Vinieron a estudiar extranjeros
Dice don Carlos que a la Nacional de Comercio, cuando estuvo de director, llegaron jóvenes de toda Centroamérica a estudiar. Cuando estuvo participando en un seminario en Guatemala, como conferencista, “de ahí se vinieron varios a estudiar a Managua”.
Brindó conferencias en México, Canadá, Colombia, Puerto Rico, y cuando salía a impartir clases, su señora le tenía lista la valija porque pasaba hasta mes y medio fuera del país, y “por eso es que me preparé tanto y ahora le doy gracias a Dios”. Don Carlos tiene diez hijos, a todos los graduó con su sueldo de maestro.
En la Nacional de Comercio sus maestros ganaban bien. 40 horas de clase le representaba a cada educador 3,200 córdobas, más sus títulos y años de servicios, que para esa época era un buen salario.

Fundó Centro de Estudios Superiores
Reyes Ramírez estuvo como Director de la Nacional de Comercio casi 24 años. Además, fue el fundador del Centro de Estudios Superiores (CES).
Don Carlos tuvo problemas con la UNAN-Managua por la educación de la Nacional de Comercio. “Me decían las autoridades de la UNAN que ellos no podían recibir a estos estudiantes porque tenían una preparación en cierto nivel en algunas materias que no las daba el bachillerato de los otros institutos”, relata.

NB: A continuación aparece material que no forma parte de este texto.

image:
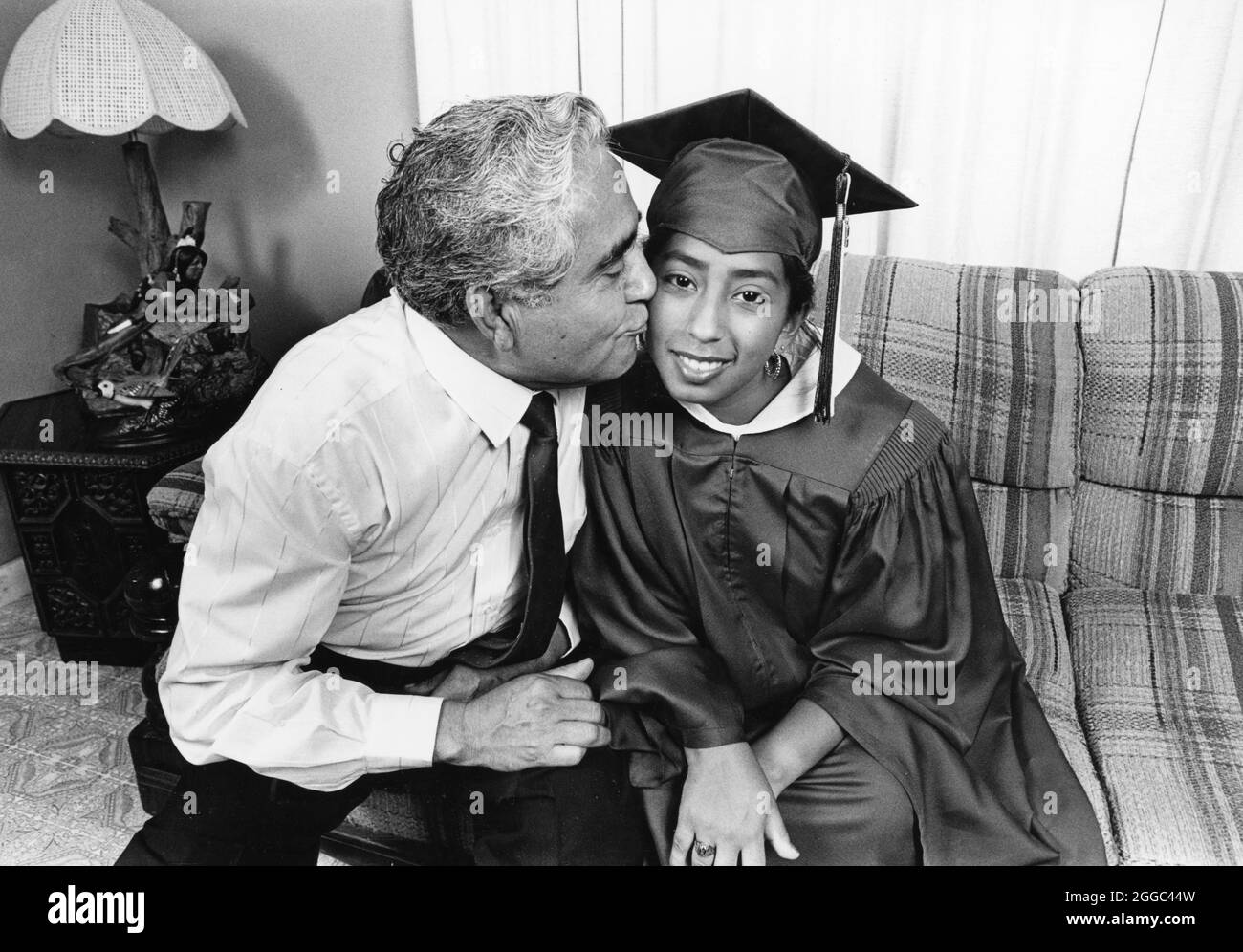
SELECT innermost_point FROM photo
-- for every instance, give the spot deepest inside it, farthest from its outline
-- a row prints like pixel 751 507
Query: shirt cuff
pixel 401 731
pixel 571 621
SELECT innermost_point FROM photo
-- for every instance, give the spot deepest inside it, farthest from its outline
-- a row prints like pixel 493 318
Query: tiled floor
pixel 67 790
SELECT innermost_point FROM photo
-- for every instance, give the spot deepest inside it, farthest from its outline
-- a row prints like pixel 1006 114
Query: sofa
pixel 1102 425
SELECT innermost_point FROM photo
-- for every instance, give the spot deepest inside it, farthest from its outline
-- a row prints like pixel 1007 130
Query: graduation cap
pixel 742 175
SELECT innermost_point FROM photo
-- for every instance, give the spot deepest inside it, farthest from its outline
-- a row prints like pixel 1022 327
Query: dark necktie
pixel 545 550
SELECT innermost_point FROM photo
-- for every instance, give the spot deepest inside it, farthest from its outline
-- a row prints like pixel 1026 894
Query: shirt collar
pixel 796 400
pixel 492 401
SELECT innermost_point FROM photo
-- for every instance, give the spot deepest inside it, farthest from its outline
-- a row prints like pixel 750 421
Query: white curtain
pixel 1047 133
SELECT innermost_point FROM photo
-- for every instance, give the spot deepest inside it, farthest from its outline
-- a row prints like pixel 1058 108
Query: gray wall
pixel 324 86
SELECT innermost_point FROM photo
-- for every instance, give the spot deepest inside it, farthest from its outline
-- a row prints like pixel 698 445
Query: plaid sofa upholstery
pixel 1156 559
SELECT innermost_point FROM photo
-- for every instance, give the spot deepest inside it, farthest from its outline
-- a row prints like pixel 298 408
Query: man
pixel 377 578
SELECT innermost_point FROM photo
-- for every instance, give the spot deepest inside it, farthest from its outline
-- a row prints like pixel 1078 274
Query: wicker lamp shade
pixel 107 67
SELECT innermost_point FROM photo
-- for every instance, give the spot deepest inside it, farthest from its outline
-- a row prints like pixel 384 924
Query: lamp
pixel 111 67
pixel 108 67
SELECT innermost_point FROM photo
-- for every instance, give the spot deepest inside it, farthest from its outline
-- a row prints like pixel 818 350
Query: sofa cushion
pixel 175 499
pixel 962 339
pixel 1033 613
pixel 1163 392
pixel 1157 541
pixel 1159 679
pixel 1027 532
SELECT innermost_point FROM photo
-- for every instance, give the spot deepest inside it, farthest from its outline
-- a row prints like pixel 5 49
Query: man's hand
pixel 542 720
pixel 729 804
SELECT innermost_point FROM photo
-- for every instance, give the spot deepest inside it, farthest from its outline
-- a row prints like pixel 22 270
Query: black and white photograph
pixel 617 433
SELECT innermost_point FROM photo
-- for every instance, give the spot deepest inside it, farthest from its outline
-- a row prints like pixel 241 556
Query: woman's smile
pixel 696 369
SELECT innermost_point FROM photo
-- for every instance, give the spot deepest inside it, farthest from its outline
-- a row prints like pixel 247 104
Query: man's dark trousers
pixel 545 815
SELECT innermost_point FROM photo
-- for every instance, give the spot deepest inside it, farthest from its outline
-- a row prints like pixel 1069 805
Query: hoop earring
pixel 772 365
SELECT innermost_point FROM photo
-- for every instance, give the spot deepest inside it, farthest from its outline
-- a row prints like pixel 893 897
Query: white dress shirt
pixel 371 499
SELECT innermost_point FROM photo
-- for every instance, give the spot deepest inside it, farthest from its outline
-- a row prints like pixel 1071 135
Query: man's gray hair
pixel 484 195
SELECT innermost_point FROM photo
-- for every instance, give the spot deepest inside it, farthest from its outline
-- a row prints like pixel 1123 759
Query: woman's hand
pixel 728 803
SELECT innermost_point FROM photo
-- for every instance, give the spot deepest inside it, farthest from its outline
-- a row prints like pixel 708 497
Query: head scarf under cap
pixel 738 197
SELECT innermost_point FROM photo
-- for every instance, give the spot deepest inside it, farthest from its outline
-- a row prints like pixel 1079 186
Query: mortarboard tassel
pixel 832 296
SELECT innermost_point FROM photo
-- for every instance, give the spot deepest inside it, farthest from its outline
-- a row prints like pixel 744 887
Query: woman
pixel 802 636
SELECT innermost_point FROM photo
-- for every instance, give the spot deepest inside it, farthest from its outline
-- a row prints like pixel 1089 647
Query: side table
pixel 79 509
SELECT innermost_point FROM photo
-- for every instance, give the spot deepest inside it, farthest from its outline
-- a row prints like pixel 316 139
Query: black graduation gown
pixel 726 579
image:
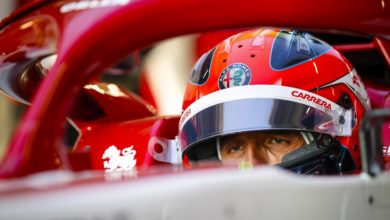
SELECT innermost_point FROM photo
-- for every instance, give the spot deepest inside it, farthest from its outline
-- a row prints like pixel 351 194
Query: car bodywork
pixel 81 34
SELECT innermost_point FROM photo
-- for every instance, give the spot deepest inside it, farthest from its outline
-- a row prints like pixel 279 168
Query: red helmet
pixel 276 80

La situación le dio muchas vueltas en la cabeza y se le ocurrió algo que había visto en México, por lo que dijo: “Voy a solicitarle al ministro de Educación que me autorice a los estudiantes de la Nacional de Comercio que sean contadores y bachilleres; secretarias y bachilleras en el caso de las mujeres”. Una vez que le presentó la propuesta al ministro de Educación, éste se la autorizó y así no tuvieron problemas los egresados de la Nacional de Comercio para entrar a la universidad, además que “en lugar de cuatro años que eran los estudios, se los elevé a cinco, para que pudieran tener las materias de bachillerato”.
Actualmente, don Carlos se pregunta por qué los ministros de Educación le tuvieron tanta confianza. Las clases en la Nacional de Comercio se iniciaban a las siete de la mañana, pero “Carlos Reyes entraba a las seis y media de la mañana y el alumno que llegaba tarde, lo mandaba a baloncesto, béisbol o gimnasia rítmica, pero ya no entraba a clase, y ese alumno al día siguiente no me fallaba a clase”, recuerda.